Category: Haikyuu
Genre: Angst
Rating: Teens
Warnings: Implied child abuse
Summary: Bokuto gets ready to meet his father.
Before us the body is piling itself upon itself secret by secret
Rot is also a heart
rot is also childhood
rot is also what love is.
― "Adonis: Selected Poems "
It is not an off-black - the colour Kotaro’s sister keeps in the cabinet above her sink. He had tried that the last time he met his father, because it was within easy reach and he didn’t have to spend money. But he is cool toned (or so Fuyumi says) and the shade of black that had been soft and charming on the man on the box had looked jarringly awkward on him.
He massages the dye into his scalp. It's labelled "natural black" but he's not sure what an unnatural black would be. His toenails scrape a newspaper. The Vaseline on his forehead is awful, it’s awful - Kuroo would laugh for five days straight if he laid eyes on him. Kotaro grimaces at his reflection in the bathroom mirror.

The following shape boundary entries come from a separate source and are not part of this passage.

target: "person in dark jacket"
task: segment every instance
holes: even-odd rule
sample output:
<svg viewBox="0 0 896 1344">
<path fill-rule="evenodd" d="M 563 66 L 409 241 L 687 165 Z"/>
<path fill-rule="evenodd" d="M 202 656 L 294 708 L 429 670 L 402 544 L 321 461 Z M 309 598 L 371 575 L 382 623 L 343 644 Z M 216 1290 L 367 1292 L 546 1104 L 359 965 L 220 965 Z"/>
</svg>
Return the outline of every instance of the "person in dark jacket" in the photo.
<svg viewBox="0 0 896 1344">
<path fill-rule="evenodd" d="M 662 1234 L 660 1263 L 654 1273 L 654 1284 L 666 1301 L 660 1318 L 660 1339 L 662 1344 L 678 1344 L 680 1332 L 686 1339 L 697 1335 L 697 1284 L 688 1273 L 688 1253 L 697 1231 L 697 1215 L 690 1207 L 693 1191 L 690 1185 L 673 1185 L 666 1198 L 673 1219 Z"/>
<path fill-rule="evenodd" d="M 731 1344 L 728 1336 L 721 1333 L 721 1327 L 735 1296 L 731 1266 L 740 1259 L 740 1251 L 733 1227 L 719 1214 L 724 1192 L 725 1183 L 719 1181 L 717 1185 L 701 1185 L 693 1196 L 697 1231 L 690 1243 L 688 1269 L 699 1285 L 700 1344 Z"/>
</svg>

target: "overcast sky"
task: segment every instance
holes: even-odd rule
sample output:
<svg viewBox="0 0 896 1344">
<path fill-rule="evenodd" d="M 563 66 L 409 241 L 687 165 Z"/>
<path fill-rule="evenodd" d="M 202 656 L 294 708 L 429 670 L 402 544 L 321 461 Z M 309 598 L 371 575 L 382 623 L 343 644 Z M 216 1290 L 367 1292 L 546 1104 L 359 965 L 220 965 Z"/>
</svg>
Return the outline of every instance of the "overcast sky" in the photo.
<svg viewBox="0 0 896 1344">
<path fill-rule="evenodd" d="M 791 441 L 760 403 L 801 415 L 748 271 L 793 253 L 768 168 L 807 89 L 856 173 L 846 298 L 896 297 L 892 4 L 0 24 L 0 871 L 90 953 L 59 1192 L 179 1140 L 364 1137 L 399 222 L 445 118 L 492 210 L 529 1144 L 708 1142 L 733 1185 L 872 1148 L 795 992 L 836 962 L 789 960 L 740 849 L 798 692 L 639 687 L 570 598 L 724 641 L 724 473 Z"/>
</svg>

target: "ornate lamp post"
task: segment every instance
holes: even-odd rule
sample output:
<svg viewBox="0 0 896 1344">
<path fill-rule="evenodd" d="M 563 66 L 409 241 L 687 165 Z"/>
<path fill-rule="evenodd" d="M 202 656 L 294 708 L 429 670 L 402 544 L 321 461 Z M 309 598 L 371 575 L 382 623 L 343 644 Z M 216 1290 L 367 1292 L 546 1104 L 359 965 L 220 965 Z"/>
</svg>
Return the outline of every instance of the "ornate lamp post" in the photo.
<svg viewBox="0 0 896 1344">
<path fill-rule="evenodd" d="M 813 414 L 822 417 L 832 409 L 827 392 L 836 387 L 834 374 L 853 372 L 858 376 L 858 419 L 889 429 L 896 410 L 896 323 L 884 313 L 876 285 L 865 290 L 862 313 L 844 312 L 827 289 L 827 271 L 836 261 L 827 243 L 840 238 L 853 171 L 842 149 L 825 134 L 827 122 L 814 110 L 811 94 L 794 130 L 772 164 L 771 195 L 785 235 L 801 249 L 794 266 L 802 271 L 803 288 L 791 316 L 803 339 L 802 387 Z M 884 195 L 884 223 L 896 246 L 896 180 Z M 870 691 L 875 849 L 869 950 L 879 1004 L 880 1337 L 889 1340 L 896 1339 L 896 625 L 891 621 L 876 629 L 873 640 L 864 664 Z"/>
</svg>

He has never dyed his hair during a school term before; his father’s visits had always coincided with business trips and hitherto been limited to Kotaro’s summer vacations, when it is easy to lie about travelling for a holiday. He can hear his teammates now: Are you trying to copy Akaashi? (Komi), You can’t just become normal (Konoha), Your hair was fine (Akaashi).
He wonders idly if his teachers would approve of his look; he’s even dyeing his eyebrows . Maybe his father should have thought twice before marrying a woman with white hair.
The next day, Kotaro steals Fuyumi’s hair straightener while she's organizing her college notes. His hair is naturally straight, but it’s been gelled into spikes for years and years and never stays down on its own after he washes and conditions it, instead settling into a sort of just-electrocuted fuzz.
The iron sears the strands. A patch flops over his forehead, respectably limp.
(It had been a sweltering that afternoon. I gave you a proper, strong name , his father had said, eyeing Kotaro’s shorts and sandals and pink sequined T-shirt that Kuroo had bought for him as a joke on his sixteenth birthday. Kotaro had stuffed his mouth with takoyaki so he had an excuse not to respond.)
He does one last check in the mirror in the living room.
- There is no white in his eyebrows.
- His father will not be offended by the trousers, though Kotaro cannot be sure about the striped button-down shirt.
- But it fits, and that is important - the most important thing.
Kotaro yells for Fuyumi and asks her to size him up and she says it’s a good look, not too formal, but not casual. She straightens his shirt. He presses the deep lines in her forehead with a finger. She asks, "Do you know what you'll say?"
He smiles. "Of course." There is no point in reciting a greeting, a speech, a list of questions, because what he says will be wrong.
The blisters on his feet will spell trouble during volleyball practice tomorrow. He can’t remember exactly when his mother got this pair of loafers for him (the only pair he owns) but he must have been around fourteen, because it had been two years since the divorce.
He steps outside the apartment and looks up. The sky is a fresh clear blue. He closes the door and checks if he has his keys. “It will be a good day,” he says.